Lately I’ve been wondering what my brains would be like if I grew up without a television. Would my reference points for the world be more dignified and sensible? What would replace my head’s soupy mess of laugh tracks, jingles, and catchphrases? For no reason I can identify, this afternoon I remembered an upsetting episode of Silver Spoons in which Ricky killed a deer. I absorbed so many forms of 1980s sitcom trauma: Punky Brewster’s friend trapped in a refrigerator, the Maytag man as a sexual predator on Diff’rent Strokes, and I swear there was a dead girl in a rocking chair on a special episode of Webster. And the entirety of Small Wonder and Mama’s Family, which have the sticky memory-feel of a sickbed or fever dream. I don’t remember consciously watching any of these shows; they were just on.
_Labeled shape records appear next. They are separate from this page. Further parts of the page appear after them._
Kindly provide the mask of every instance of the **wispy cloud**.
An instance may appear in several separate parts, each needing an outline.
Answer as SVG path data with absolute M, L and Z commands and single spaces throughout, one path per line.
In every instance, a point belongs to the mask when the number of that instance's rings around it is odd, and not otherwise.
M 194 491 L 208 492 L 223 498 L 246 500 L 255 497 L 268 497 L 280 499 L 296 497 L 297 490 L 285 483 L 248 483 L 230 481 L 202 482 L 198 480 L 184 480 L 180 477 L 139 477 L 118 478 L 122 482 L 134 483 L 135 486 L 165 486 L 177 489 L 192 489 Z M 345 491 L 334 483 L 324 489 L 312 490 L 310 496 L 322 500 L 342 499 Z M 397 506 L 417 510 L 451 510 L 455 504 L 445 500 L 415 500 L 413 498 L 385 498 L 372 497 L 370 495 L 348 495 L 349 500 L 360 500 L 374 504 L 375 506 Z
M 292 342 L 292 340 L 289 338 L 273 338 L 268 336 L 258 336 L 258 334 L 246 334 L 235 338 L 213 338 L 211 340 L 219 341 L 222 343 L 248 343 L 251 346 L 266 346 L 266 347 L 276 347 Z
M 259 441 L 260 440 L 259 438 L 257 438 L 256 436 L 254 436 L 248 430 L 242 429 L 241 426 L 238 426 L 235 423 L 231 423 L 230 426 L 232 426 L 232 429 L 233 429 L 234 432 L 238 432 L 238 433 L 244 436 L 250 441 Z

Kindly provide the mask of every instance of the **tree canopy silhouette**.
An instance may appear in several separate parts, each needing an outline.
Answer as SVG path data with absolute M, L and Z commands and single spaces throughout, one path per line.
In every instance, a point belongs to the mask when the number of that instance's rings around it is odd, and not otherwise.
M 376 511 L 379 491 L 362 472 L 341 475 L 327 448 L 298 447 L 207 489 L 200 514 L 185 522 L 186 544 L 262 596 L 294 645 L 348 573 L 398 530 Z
In an interview with The Paris Review, Chris Ware detailed the aura of network programming. “I was sensitive to the broadcast vibe of ABC versus CBS versus NBC versus PBS and to how their particular programs made me feel, even how the particular resolution of each channel was different,” he said. “ABC always felt sharp and acidic, for some reason, and NBC softer, and I’d associate or think of real moments in my life as being more ABC or NBC, as if they were adjectives.” He goes on: “I realized that if I was ever going to do anything meaningful, I had to completely detox from TV, so I quit watching it altogether, and I also very self-consciously tried to eliminate any influence it had on my drawing.”

During this year of indoor living, I’ve been watching a stunning amount of television while working, doing jigsaw puzzles, thinking about writing, and feeling crummy for not writing. So now I have a resolution for the new year.